Putting Aural Rehab into the Picture
Nursing and administrative personnel who care for the majority of AD cases in institutions for the elderly claim that nearly all of their patients suffer from dementias of various etiologies. When queried about hearing aid use in their facilities, most respond that a few of their patients have hearing aids.
Upon closer examination, however, it is found that the "few" really don't benefit from their instruments because of dead batteries, wax in the receivers or inappropriate control settings. "It's just too much trouble to keep up with," comes the refrain of those who most often must spend their finite resources regulating medication, meals and basic life care. Yet most individuals with AD would be on fewer medications, enjoy more independence in daily activities and, most of all, lead happier, more productive lives if their hearing health were on par with their other health needs.
Allow me to propose a more logical and effective pathway in the clinical protocols during the early stages of symptoms that point to AD and other dementias:
Individuals come first to their primary physician because of attentional and/or mild memory problems. The doctor performs the appropriate physical to exclude obvious physical/pharmacological contributors.
Physician refers the patient to a hearing health professional for a full hearing and speech evaluation. If a hearing loss is detected, treatment with hearing aids and aural rehabilitation is instituted.
If cognitive symptoms persist after a 90-day interval of aural rehabilitation, the patient is referred to a mental or neurological health professional trained in diagnosing and treating dementia.

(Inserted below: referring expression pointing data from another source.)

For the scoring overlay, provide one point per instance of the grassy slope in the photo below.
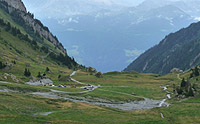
(19, 107)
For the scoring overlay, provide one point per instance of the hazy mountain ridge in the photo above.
(113, 32)
(28, 39)
(177, 50)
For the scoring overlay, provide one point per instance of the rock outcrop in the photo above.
(17, 4)
(37, 26)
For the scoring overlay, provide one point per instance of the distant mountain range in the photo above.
(177, 50)
(109, 35)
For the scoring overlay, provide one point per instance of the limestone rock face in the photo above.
(17, 4)
(34, 23)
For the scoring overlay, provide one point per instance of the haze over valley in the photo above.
(109, 35)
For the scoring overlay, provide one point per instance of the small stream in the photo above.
(135, 105)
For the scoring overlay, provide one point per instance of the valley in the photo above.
(40, 83)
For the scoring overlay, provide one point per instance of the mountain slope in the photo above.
(22, 46)
(177, 50)
(109, 34)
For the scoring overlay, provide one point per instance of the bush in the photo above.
(27, 73)
(2, 65)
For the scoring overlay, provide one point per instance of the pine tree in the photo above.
(39, 75)
(196, 71)
(183, 82)
(47, 69)
(191, 92)
(27, 73)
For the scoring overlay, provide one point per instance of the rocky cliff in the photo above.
(36, 25)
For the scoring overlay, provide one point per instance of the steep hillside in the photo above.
(33, 26)
(177, 50)
(26, 44)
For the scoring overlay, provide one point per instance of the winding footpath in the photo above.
(134, 105)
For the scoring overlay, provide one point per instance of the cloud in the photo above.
(133, 53)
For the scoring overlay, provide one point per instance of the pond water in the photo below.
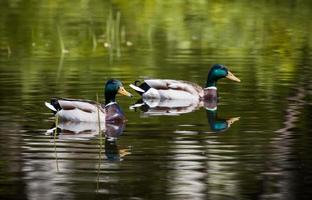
(70, 49)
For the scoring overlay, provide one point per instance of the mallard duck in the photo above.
(87, 111)
(177, 89)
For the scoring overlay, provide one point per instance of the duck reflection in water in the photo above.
(68, 130)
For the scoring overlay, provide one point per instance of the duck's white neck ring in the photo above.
(111, 103)
(210, 88)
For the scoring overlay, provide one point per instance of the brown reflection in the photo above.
(280, 174)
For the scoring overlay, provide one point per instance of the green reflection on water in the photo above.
(266, 44)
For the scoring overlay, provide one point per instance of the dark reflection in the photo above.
(86, 131)
(219, 124)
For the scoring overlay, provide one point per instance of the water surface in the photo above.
(70, 49)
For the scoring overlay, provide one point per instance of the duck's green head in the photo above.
(218, 71)
(112, 87)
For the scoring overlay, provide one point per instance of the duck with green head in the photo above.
(184, 90)
(87, 111)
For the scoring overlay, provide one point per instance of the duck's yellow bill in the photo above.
(232, 77)
(124, 92)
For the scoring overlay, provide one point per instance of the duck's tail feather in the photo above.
(142, 88)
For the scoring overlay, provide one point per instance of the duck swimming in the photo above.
(177, 89)
(87, 111)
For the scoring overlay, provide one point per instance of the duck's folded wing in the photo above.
(166, 84)
(86, 106)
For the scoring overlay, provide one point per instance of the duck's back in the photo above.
(172, 89)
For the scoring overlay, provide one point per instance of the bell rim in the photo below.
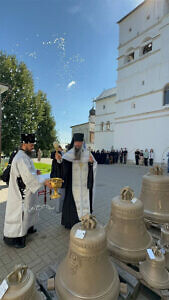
(107, 292)
(156, 284)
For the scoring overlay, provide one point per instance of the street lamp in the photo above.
(3, 88)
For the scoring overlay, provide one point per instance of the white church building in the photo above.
(138, 111)
(105, 113)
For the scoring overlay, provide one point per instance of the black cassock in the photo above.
(69, 211)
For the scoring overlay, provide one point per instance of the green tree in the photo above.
(46, 133)
(23, 110)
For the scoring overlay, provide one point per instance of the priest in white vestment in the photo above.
(24, 183)
(79, 170)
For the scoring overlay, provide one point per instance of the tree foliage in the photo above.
(22, 109)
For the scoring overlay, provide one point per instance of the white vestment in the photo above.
(21, 211)
(79, 180)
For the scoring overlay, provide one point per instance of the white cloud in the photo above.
(71, 84)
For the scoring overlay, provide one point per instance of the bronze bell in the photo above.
(127, 236)
(164, 243)
(164, 235)
(86, 272)
(155, 195)
(153, 270)
(21, 283)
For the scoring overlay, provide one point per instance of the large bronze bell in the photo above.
(163, 243)
(21, 283)
(86, 272)
(127, 236)
(153, 270)
(155, 196)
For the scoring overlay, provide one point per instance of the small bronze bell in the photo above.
(164, 235)
(127, 236)
(153, 270)
(21, 285)
(155, 195)
(86, 272)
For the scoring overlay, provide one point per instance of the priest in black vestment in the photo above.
(79, 169)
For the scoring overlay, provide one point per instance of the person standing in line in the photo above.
(121, 155)
(137, 156)
(151, 157)
(125, 152)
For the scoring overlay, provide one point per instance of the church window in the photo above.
(133, 105)
(130, 57)
(108, 125)
(147, 48)
(102, 126)
(166, 95)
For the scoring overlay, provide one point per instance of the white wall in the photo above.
(141, 120)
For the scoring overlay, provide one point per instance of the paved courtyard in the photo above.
(50, 244)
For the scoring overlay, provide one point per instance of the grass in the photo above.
(44, 168)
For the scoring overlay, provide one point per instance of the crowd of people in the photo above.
(111, 157)
(144, 157)
(120, 156)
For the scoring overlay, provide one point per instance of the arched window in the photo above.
(166, 95)
(108, 125)
(102, 126)
(147, 46)
(129, 56)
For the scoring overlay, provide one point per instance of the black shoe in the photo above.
(19, 242)
(31, 230)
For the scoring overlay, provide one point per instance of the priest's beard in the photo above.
(29, 153)
(77, 152)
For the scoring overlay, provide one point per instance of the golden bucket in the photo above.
(127, 236)
(155, 196)
(56, 183)
(87, 272)
(153, 270)
(21, 285)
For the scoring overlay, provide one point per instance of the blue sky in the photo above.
(70, 46)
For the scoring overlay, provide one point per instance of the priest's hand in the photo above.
(48, 184)
(58, 156)
(91, 159)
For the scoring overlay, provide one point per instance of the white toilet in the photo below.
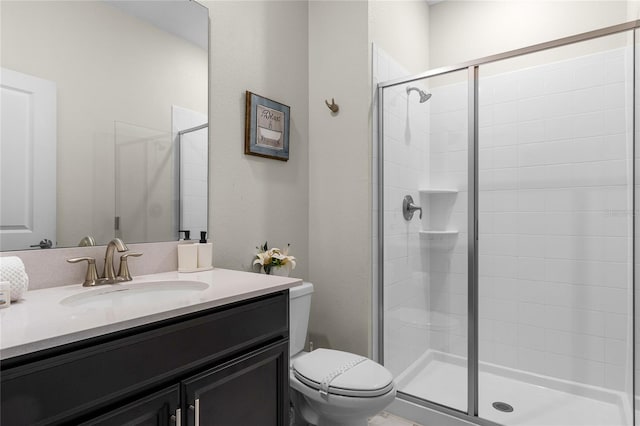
(328, 387)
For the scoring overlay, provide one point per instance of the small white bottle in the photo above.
(187, 254)
(205, 252)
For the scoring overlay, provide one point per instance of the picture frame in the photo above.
(266, 128)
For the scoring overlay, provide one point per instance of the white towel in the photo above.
(12, 270)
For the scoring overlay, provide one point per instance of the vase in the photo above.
(281, 271)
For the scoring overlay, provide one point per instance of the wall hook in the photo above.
(332, 106)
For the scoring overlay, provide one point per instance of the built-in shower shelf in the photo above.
(446, 233)
(438, 191)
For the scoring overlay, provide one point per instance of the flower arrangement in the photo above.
(274, 258)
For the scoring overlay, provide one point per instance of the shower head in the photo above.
(424, 96)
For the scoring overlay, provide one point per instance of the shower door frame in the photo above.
(473, 68)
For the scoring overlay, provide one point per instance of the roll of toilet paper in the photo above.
(12, 270)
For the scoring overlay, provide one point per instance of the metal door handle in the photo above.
(177, 418)
(196, 409)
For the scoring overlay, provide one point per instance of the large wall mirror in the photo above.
(104, 121)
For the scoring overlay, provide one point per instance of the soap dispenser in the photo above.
(187, 254)
(205, 252)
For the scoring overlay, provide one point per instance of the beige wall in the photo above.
(102, 76)
(464, 30)
(410, 45)
(261, 47)
(339, 176)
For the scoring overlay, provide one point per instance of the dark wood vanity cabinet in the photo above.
(222, 366)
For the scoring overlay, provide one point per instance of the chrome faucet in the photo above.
(109, 273)
(408, 208)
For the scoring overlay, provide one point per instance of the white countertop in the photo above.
(40, 321)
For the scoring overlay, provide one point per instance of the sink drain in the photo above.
(502, 406)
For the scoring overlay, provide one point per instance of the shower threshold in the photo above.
(536, 399)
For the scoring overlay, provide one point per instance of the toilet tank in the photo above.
(299, 309)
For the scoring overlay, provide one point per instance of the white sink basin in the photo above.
(136, 294)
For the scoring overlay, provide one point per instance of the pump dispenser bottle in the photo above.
(205, 252)
(187, 254)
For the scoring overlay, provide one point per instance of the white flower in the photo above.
(274, 257)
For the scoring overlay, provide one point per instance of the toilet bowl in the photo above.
(329, 387)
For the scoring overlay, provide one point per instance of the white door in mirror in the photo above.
(27, 160)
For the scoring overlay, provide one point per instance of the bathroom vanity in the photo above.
(218, 355)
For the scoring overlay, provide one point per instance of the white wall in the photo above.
(74, 44)
(410, 46)
(464, 30)
(554, 233)
(339, 176)
(261, 47)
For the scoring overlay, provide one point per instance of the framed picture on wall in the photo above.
(266, 128)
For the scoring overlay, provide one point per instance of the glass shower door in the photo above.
(424, 164)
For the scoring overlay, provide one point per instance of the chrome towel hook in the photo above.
(332, 106)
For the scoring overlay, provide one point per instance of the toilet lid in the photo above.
(342, 373)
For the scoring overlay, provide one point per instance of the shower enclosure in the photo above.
(506, 289)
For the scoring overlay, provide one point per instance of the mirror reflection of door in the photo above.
(144, 165)
(27, 160)
(191, 136)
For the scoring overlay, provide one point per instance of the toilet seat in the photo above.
(342, 373)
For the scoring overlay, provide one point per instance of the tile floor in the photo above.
(386, 419)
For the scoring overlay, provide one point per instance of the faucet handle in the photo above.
(91, 276)
(123, 270)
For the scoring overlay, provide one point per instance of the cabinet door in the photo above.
(158, 409)
(252, 390)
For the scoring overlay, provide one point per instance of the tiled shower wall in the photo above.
(554, 248)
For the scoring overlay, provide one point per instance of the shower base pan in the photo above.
(536, 400)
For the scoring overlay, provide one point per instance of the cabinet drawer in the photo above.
(59, 388)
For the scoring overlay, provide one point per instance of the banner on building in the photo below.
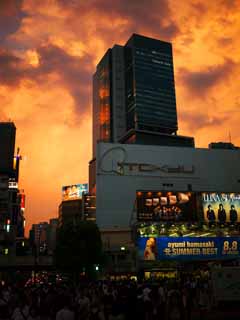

The mental health professional refers the patient for nutritional analysis and counseling in tandem with the work of the other professionals.
Perhaps a speech-language pathologist is also indicated for treatment of possible perceptive or expressive aphasia, central auditory processing or other communicative problems. The services of a geriatrician or occupational therapist might also be warranted and enlisted.
Through a team approach, these professionals then work together for the benefit of the patient, recognizing the important contribution each will make in the rehabilitative process.
Conclusion
Hearing and mental health are intricately interconnected. The sense of "hearing" actually occurs in the brain, not the periphery apparatus. Hearing requires normal communication function in the brain in order to process appropriately. Likewise, in order for the human brain to function normally, good hearing health is required.
There is a glaring oversight in today's clinical and medical model when diagnosing and treating AD. The most pervasive sensory filter of all, the vital sense of hearing, is totally ignored in current protocols. Meanwhile, billions of dollars are wasted, uncountable hours of medical resources squandered and millions of lives are held hostage. Needlessly so.